Where is AI going?

Giancarlo Cobino
3 min readJan 23, 2021

Every day I open my email inbox and I find dozens of emails with enlightening articles on Artificial Intelligence. I am always stunned by the sureness of the predictions envisioned in those articles. It seems that they know exactly where and when the next transformation will happen. Trends, sectors, methodologies, industries, clients needs. It seems that everything has been visualized and this is like planning for the next development phase.

Is it like this? I don’t think so. I believe that no one has a clue and yet many people have a clear view of the future.

And why is that? Because we are in an exploration phase. Apart fo some well-exploited sector, AI and ML are still trying to find their place in the world. And this is not easy. There is the resistance, of course, the difficulty of convincing the enterprise that AI is the right solution for many problems or needs. And there is a difficulty in scaling the PoCs or MVPs in production. This means that executives might change their mind and, as a side effect, the course of AI development.

Is it all about choices?

It is not. Like many exploratory fields, it is clear — quite clear — where you start but it is not possible to predict where you go, and how many directions you take. It’s the beauty of it. And it’s the horror of it :)

However, there is something we can try to predict.

  • AI are voracious of data and despite all the stories about how many tons of data we generate, there are never enough.
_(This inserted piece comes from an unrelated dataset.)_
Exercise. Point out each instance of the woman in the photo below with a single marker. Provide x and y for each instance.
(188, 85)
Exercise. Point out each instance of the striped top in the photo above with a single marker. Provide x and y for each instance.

There are many cases where there are some data but not sufficient to train a model. And what do we do in those case? We can pray, of course, although I am afraid it won’t work. you can drop your model? That’s a way usually taken. However, a rising topic is to generate synthetic data, based on real-world data, which helps to train models and to do it in real-time too.
  • AI is usually trained offline using large datasets. However, it is often consumed on peripheral devices. Sometimes, the latency can be a huge problem, especially in healthcare and autonomous driving. Moreover, the exchange of data can cause bandwidth saturation. Therefore, edge Machine Learning could be another trend for the coming years.
  • As I am writing this article, there are 7,841,018,837 people living on this planet. Resources are limited and the need for healthy food is on the rise. This means that new techniques for agriculture are not an option. The farmers of the future will be more on the tech side. And AI will play a predominant role.
  • What follows represents, more than the others, my point of view. We have passed from sharing things to our friends, relatives and colleagues to everyone in the world. This is the social era. At a certain point, this will end and the privacy will be a primary need. The same will happen within the e-commerce space. AI will not focus on bombarding people with useless proposals but target them on real needs, on time and on the right device in the right location. Everything else will be perceived as annoying.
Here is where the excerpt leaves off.